Thomas, John D. - Serious Business
SKU
05-ESP 5006
"At age 19, guitarist John D. Thomas was enlisted as a sideman by both Jimmy McGriff and Joe Henderson for recordings and concerts. In the following years he worked with some of the greatest names in jazz, including the AACM Big Band, Stanton Davis, Carter Jefferson, Andrew Cyrille, Kenny Drew, John Lewis, Harold Ousley, and Chet Baker. After his 1977 move to Europe, he toured the Middle East, Africa, and the Far East, performing extensively with Charles Tolliver (1980-90), Joe Henderson, Art Taylor, Dizzy Gillespie, Malachi Thompson, Sonny Stitt, Tony Scott, and many others. He joined the Art Taylor Quartet in 1978 and performed with it until 1984. Birth of the Cool trombonist Mike Zwerin enlisted John for two tours in Africa in 1980 and '81. Mr. Thomas has also toured and performed at festivals, concerts, and clubs throughout Europe and Africa with his own bands: John Thomas and Lifeforce, Serious Business, John Thomas Quartet, and Extremely Serious Business. In 1980 he received the endorsement of the National Endowments "Arts America" program, on whose active list he remained for ten years.
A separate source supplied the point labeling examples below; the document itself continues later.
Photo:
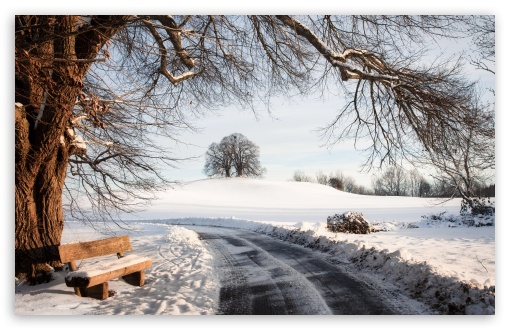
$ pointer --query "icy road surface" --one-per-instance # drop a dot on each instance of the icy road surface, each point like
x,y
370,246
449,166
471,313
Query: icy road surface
x,y
263,275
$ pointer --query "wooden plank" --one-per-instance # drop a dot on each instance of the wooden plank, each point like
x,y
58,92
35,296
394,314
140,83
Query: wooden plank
x,y
81,281
85,250
136,279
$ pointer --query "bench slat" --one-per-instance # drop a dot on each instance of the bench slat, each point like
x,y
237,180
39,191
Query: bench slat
x,y
105,272
85,250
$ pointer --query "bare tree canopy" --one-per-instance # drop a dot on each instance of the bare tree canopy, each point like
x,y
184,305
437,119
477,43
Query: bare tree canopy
x,y
93,93
234,155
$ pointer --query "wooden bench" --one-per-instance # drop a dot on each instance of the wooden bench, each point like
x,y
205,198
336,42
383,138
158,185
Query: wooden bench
x,y
92,281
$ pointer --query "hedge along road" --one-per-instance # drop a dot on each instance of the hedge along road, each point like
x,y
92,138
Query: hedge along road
x,y
261,275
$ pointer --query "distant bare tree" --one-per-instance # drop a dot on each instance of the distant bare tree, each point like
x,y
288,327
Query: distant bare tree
x,y
218,160
300,176
234,155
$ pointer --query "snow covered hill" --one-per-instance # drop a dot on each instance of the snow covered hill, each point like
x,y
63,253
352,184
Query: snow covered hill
x,y
264,200
437,259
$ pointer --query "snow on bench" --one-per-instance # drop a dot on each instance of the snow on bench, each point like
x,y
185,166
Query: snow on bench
x,y
92,281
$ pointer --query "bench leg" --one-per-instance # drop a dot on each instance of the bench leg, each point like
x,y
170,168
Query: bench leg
x,y
99,291
137,279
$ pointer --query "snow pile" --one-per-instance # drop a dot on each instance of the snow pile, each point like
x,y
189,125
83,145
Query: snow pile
x,y
445,292
277,201
348,222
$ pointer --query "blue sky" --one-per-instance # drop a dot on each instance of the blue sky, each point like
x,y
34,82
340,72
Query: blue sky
x,y
287,139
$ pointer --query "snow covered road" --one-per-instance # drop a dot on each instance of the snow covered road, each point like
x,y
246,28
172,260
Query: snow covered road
x,y
263,275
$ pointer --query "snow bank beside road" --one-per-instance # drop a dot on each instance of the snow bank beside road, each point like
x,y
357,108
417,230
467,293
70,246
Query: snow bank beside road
x,y
464,291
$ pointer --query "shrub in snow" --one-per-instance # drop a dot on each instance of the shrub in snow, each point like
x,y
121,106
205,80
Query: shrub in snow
x,y
348,222
478,207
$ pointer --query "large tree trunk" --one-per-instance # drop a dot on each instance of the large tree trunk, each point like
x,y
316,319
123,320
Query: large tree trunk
x,y
51,62
38,209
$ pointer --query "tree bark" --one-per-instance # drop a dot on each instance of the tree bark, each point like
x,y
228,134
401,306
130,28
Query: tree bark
x,y
49,77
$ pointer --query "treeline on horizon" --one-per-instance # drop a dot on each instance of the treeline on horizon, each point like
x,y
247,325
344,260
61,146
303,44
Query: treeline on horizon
x,y
395,181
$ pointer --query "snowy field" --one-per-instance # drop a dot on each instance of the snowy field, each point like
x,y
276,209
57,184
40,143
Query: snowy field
x,y
446,263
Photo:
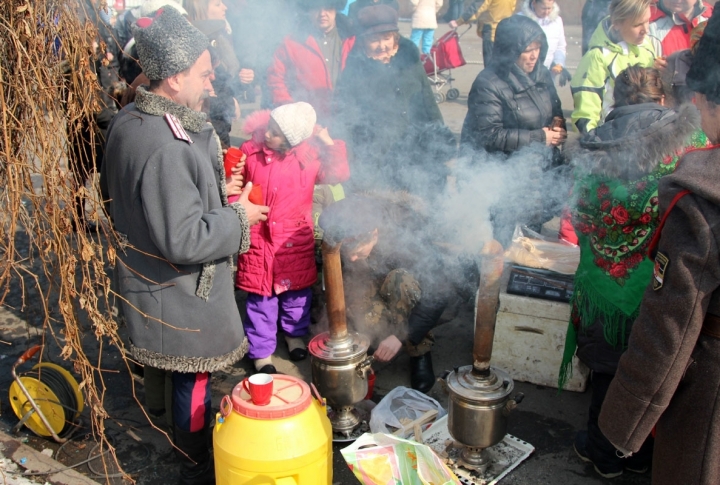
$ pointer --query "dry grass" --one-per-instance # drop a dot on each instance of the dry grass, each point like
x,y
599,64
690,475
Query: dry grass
x,y
47,91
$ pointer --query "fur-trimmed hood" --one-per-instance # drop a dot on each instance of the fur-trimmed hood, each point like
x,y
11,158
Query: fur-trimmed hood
x,y
529,12
633,140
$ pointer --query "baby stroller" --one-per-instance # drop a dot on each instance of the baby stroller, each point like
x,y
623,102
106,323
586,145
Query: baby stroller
x,y
444,56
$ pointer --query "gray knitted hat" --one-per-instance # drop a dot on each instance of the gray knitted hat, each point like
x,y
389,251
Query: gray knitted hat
x,y
151,6
296,121
167,44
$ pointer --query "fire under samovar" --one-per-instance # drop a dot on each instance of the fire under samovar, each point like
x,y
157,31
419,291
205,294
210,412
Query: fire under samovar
x,y
339,359
480,403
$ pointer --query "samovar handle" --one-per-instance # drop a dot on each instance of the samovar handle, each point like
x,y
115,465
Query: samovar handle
x,y
512,403
363,367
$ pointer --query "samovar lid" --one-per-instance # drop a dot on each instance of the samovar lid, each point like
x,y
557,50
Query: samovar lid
x,y
352,346
494,387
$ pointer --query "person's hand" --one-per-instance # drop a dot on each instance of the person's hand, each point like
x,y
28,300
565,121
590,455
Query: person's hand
x,y
660,63
387,349
324,137
246,76
255,213
234,179
554,137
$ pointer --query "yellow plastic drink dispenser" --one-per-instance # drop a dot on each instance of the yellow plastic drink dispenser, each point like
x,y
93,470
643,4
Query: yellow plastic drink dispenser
x,y
287,442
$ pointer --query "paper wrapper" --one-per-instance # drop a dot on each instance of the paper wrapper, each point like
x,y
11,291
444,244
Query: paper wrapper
x,y
530,249
382,459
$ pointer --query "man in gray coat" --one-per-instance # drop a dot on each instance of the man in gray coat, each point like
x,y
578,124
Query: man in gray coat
x,y
178,236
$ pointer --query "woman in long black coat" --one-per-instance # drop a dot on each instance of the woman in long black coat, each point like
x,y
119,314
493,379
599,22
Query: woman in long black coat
x,y
513,101
384,109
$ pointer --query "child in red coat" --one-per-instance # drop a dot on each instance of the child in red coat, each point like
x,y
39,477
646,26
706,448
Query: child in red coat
x,y
286,157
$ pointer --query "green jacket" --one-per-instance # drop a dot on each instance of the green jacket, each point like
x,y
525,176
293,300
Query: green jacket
x,y
594,80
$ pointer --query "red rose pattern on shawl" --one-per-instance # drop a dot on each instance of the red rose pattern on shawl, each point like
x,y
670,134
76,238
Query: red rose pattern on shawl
x,y
620,229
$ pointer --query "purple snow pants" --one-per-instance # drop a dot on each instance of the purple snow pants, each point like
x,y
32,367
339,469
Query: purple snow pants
x,y
292,308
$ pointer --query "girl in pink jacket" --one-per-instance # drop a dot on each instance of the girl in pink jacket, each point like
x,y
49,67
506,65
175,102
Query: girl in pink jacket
x,y
286,157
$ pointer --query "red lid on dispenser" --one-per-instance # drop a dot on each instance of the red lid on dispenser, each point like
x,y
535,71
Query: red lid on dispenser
x,y
291,396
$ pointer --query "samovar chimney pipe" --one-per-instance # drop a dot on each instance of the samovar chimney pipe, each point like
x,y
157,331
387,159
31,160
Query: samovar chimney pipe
x,y
491,268
334,291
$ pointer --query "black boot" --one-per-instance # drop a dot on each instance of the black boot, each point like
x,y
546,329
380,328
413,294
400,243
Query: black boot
x,y
422,376
197,467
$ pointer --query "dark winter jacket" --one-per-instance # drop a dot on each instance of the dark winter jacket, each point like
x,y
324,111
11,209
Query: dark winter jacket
x,y
388,116
670,375
299,72
165,179
507,108
634,141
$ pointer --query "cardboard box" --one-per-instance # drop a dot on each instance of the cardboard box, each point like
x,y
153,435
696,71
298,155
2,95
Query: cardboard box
x,y
530,339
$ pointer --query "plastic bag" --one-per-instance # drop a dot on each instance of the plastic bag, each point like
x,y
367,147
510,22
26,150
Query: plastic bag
x,y
399,404
381,459
536,251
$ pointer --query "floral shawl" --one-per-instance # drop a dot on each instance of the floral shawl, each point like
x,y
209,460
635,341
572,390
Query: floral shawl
x,y
615,220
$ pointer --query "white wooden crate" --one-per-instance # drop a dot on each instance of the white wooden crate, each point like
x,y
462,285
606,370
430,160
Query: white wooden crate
x,y
530,338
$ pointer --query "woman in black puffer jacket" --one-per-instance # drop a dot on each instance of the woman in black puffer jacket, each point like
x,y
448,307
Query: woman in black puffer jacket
x,y
513,101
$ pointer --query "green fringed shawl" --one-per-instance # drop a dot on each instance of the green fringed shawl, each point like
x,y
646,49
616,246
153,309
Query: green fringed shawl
x,y
615,221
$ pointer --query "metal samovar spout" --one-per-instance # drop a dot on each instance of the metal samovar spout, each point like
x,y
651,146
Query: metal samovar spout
x,y
480,401
339,358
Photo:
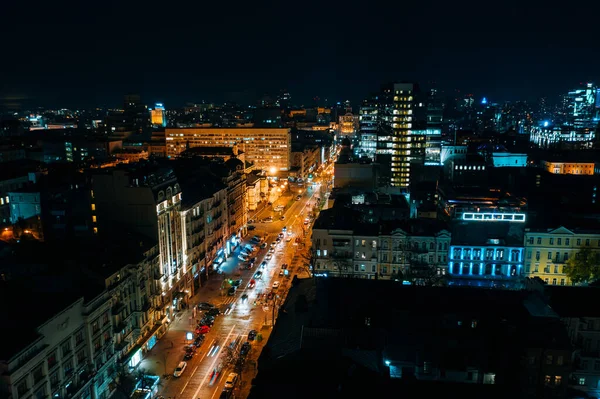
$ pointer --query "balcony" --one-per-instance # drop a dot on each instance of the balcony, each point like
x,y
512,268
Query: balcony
x,y
119,327
117,308
418,250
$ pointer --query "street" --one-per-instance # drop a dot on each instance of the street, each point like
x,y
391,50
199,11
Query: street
x,y
238,318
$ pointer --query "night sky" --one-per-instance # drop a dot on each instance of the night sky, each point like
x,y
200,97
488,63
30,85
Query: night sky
x,y
80,54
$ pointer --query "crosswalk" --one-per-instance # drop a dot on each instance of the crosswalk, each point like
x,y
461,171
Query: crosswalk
x,y
229,300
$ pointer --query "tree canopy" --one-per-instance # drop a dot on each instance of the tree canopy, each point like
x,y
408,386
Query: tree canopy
x,y
583,267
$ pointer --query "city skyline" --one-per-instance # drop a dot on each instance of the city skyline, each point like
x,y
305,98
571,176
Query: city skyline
x,y
516,53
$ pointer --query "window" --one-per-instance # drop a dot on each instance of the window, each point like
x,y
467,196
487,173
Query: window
x,y
80,357
54,380
51,360
38,374
22,387
66,348
68,368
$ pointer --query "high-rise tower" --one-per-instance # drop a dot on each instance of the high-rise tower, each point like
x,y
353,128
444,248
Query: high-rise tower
x,y
397,141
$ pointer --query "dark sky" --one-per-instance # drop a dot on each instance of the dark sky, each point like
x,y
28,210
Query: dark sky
x,y
90,53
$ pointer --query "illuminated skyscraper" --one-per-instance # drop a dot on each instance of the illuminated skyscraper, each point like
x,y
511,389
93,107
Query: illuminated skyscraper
x,y
397,139
368,113
158,116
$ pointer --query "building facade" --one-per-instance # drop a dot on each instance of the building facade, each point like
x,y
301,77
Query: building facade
x,y
547,251
403,253
366,252
149,203
267,148
395,136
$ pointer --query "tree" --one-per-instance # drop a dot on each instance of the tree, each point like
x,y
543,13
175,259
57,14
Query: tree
x,y
583,267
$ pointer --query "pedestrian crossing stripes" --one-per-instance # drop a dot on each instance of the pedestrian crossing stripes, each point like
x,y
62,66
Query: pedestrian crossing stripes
x,y
229,300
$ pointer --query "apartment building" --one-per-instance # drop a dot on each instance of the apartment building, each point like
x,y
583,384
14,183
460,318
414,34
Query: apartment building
x,y
204,223
145,199
89,322
548,250
268,149
416,249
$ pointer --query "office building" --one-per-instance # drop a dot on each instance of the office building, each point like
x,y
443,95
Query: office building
x,y
367,123
396,137
145,199
158,116
487,249
268,149
547,251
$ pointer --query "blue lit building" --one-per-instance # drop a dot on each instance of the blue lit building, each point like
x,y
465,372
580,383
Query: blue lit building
x,y
487,249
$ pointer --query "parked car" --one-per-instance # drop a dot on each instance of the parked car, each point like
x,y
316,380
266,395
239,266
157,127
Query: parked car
x,y
205,306
231,380
245,348
198,341
179,369
236,283
203,330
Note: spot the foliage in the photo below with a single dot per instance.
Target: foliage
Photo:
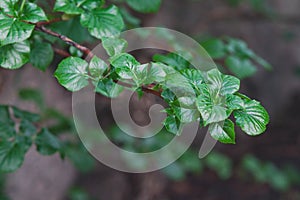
(209, 98)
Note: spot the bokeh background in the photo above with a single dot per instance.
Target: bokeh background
(273, 167)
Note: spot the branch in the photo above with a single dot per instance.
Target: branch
(145, 88)
(64, 38)
(61, 52)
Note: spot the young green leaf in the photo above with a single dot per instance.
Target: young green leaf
(211, 110)
(114, 46)
(14, 56)
(21, 114)
(223, 84)
(72, 73)
(13, 30)
(32, 13)
(253, 118)
(223, 131)
(7, 126)
(103, 23)
(97, 67)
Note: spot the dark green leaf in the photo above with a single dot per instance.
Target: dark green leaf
(72, 73)
(32, 13)
(253, 118)
(210, 109)
(223, 131)
(223, 84)
(11, 156)
(109, 88)
(103, 23)
(21, 114)
(173, 125)
(14, 56)
(13, 30)
(114, 46)
(41, 55)
(7, 126)
(47, 143)
(75, 7)
(144, 6)
(97, 67)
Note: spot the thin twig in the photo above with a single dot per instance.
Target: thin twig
(64, 38)
(61, 52)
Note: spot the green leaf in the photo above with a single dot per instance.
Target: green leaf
(240, 68)
(27, 128)
(75, 7)
(7, 125)
(72, 73)
(97, 67)
(13, 30)
(194, 76)
(234, 102)
(144, 6)
(186, 115)
(41, 55)
(215, 48)
(223, 131)
(173, 125)
(47, 143)
(14, 56)
(109, 88)
(223, 84)
(114, 46)
(21, 114)
(253, 118)
(209, 106)
(32, 13)
(11, 156)
(103, 23)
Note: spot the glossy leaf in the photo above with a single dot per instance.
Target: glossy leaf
(223, 131)
(14, 56)
(97, 67)
(223, 84)
(253, 118)
(7, 125)
(32, 13)
(72, 73)
(13, 30)
(211, 110)
(103, 23)
(114, 46)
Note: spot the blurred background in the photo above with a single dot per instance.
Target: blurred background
(263, 167)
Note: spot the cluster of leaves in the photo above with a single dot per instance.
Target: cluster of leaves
(20, 129)
(235, 55)
(206, 97)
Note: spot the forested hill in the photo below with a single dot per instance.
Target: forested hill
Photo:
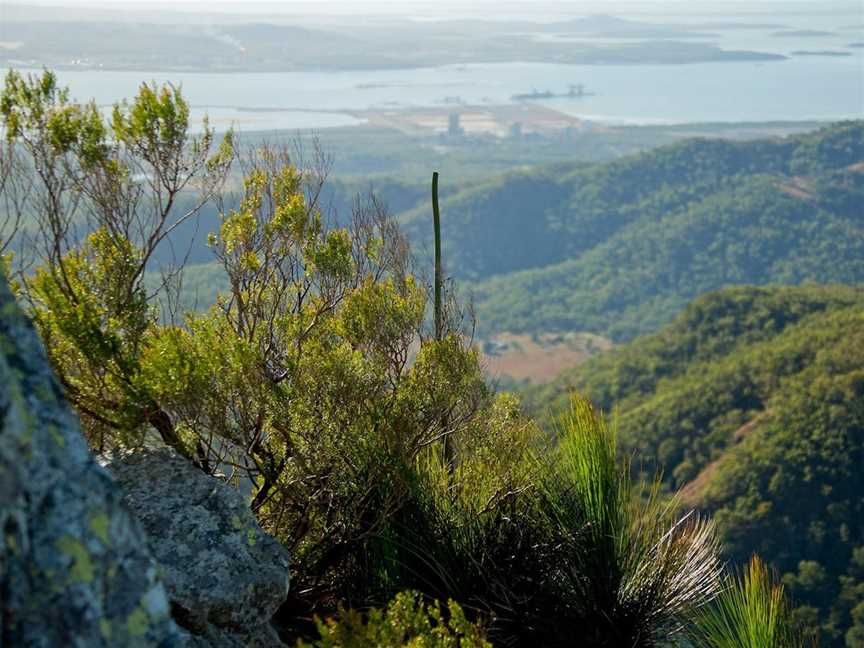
(753, 402)
(620, 248)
In 1986 his group Extremely Serious Business traveled to sub-Saharan Africa under the auspices of this U.S. State Department program. Since his return to the United States in 1991, he has appeared with his own quartet, trio, and an updated version of Extremely Serious Business that performs his own compositions. This is the first time that this 1985 album has been released on CD. It is a significant album in Mr. Thomas's discography as the first use on record of a prototype pickup system invented by Professor Dr. Ernst Nourney of the Fachhochschule, Nord-Rhein West-Falen in Düsseldorf, Germany. Dr. Nourney's innovative device features a "hexcentric pickup" -- one pickup for each individual string -- converting pitch to voltage, and an exciter pickup used to create a magnetic field to induce vibration of each string independently. This means the player could not only hold any note without further electronic manipulation, but even play the instrument with one hand if desired."